Percy Watson

Personal information
- Nationality: Northern Irish
- Born: 1894
- Died: before 1990

Sport
- Club: Cavehill BC

Medal record
Representing Northern Ireland
Commonwealth Games
| Silver medal – second place | 1934 London | fours |
| Gold medal – first place | 1954 Vancouver | pairs |

= Percy Watson (bowls) =

Northern Irish international lawn bowler

Percy Thomson Watson (1894 – ?), was a Northern Ireland international lawn bowler.

== Bowls career ==
Watson was a member of the Cavehill Bowls Club.

He represented Northern Ireland in four Commonwealth Games. He won a silver medal in the fours at the 1934 British Empire Games in London. After the games he was given a civic reception by the Lord and Mayor and Lady Mayoress at the Belfast City Hall.

Twenty years later he won a gold medal in the pairs event at the 1954 British Empire and Commonwealth Games in Vancouver, with William Rosbotham.

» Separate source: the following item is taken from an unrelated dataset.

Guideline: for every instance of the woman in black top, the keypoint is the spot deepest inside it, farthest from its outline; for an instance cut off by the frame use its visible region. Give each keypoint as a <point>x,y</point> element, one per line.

He also competed at the 1958 and 1962 Commonwealth Games and won the 1933 and 1938 Irish National Bowls Championships singles.

In addition to his two National singles titles he also won two National pairs titles in 1926 and 1930 bowling for the Cavehill Bowls Club.

== Personal life ==
He was a director of a linen manufacturers by trade and lived in Bedford Street, Belfast. He was married to Margaret who died in 1982.